Additionally, in specified areasFootnote 1 the Board has regulatory responsibilities for oil and gas exploration and production activities under the National Energy Board Act, the Canada Oil and Gas Operations Act (COGOA), the Canada Petroleum Resources Act (CPRA), and the Northwest Territories’ Oil and Gas Operations Act (OGOA) and Petroleum Resources Act (PRA).

The NEB conducts environmental assessments (EA) during its review of applications for projects under its jurisdiction. For certain projects, an EA is also required by federal legislation, such as the Canadian Environmental Assessment Act, 2012 (CEAA 2012), the Mackenzie Valley Resource Management Act, and the Inuvialuit Final Agreement or the Nunavut Land Claims Agreement.
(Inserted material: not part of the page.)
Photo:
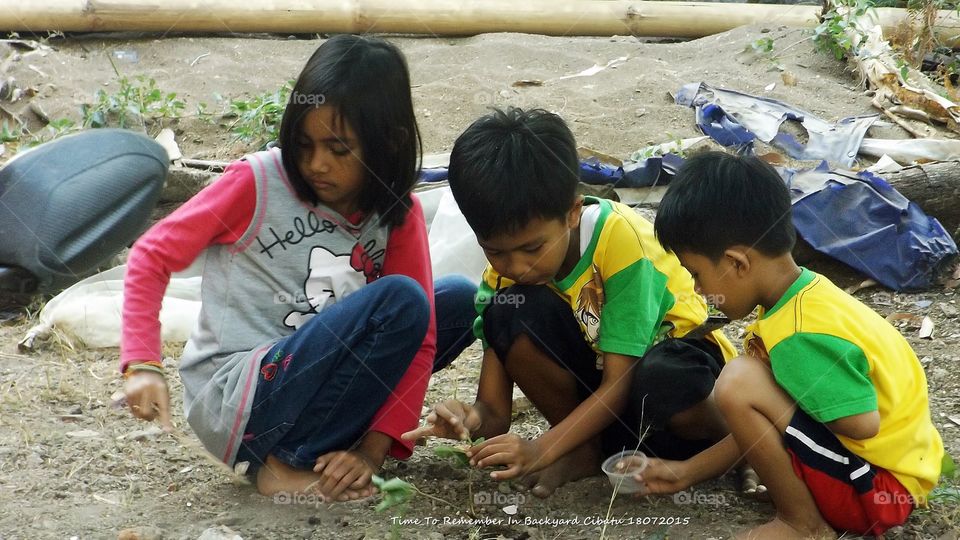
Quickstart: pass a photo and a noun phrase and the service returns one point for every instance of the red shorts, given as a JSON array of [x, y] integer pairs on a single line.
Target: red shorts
[[851, 494]]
Certain Board inspectors are designated Health and Safety Officers by the Minister of Labour to administer Part II of the Canada Labour Code as it applies to NEB-regulated facilities and activities.
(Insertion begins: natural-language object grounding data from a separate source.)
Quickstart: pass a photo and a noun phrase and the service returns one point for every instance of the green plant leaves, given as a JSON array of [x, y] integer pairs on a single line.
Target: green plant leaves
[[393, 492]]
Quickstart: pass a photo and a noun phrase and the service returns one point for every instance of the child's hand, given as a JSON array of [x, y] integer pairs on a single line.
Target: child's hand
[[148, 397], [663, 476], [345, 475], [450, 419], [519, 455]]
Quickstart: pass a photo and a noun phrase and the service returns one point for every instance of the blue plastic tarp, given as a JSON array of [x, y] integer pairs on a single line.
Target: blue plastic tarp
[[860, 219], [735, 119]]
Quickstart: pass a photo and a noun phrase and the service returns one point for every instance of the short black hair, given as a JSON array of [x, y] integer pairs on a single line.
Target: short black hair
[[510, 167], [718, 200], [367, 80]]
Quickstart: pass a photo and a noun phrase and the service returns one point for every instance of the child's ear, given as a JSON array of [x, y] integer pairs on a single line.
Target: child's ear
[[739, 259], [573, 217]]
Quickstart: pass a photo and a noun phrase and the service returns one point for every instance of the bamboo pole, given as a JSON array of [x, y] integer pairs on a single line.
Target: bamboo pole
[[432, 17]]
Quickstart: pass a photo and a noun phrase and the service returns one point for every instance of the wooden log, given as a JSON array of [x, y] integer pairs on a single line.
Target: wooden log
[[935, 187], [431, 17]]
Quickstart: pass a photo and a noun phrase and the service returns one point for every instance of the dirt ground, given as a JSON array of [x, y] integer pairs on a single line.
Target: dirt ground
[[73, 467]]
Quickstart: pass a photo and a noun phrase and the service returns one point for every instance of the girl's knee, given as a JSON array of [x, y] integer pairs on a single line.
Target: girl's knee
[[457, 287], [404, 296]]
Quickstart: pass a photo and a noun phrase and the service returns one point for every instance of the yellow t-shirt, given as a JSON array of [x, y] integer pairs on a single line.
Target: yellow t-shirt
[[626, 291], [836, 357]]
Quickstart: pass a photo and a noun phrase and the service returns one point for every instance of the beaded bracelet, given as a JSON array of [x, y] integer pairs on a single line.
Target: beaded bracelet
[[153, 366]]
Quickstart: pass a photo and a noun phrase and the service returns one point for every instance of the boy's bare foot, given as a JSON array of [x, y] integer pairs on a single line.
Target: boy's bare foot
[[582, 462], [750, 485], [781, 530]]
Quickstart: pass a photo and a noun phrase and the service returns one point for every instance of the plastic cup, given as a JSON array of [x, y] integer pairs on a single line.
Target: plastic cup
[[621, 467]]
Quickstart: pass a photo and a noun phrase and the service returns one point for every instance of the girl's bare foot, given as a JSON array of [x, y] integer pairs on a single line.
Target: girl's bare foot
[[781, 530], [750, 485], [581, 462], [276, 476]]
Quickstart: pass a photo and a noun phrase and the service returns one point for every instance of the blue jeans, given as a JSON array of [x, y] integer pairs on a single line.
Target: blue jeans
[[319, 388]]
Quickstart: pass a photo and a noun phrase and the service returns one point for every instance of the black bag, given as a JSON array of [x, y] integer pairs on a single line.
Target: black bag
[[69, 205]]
The Board also monitors aspects of energy supply, demand, production, development and trade. The Board reports to Parliament through the Minister of Natural Resources.
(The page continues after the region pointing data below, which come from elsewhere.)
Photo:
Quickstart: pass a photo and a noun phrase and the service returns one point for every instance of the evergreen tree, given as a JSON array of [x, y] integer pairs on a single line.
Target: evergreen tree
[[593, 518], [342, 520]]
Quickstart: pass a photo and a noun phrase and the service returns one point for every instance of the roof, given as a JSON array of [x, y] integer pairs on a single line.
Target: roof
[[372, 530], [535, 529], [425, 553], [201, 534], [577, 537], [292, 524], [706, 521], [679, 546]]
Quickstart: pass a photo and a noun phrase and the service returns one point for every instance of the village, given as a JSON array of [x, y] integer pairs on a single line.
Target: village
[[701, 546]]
Strategic Outcome(s) and Program Alignment Architecture

  • 1. Strategic Outcome: The regulation of pipelines, power lines, energy development and energy trade contributes to the safety of Canadians, the protection of the environment and efficient energy infrastructure and markets, while respecting the rights and interests of those affected by NEB decisions and recommendations.
    • 1.1 Program: Energy Regulation Program
      • 1.1.1 Sub-Program: Energy Regulation Development
      • 1.1.2 Sub-Program: Energy Regulation Implementation, Compliance Monitoring and Enforcement
    • 1.2 Program: Energy Information Program

Internal Services

Organizational Priorities

Organizational Priorities

Priority - Energy Regulation - Continual improvement of safety and environmental outcomes
Priority TypeFootnote 2 Strategic Outcome(s)
[and/or] Program(s)
Continual improvement of safety and environmental outcomesFootnote 3 Previously committed to Energy Regulation
Summary of Progress

Safety and environmental protection are of paramount importance to the Board. As an independent federal regulator, the Board regulates safety and security, environmental protection and economic efficiency in the Canadian public interestFootnote 4 within the mandate set by Parliament. The Board is committed to strengthen and improve industry-wide performance and awareness of the role that safety culture plays in contributing to or building defences against incidents.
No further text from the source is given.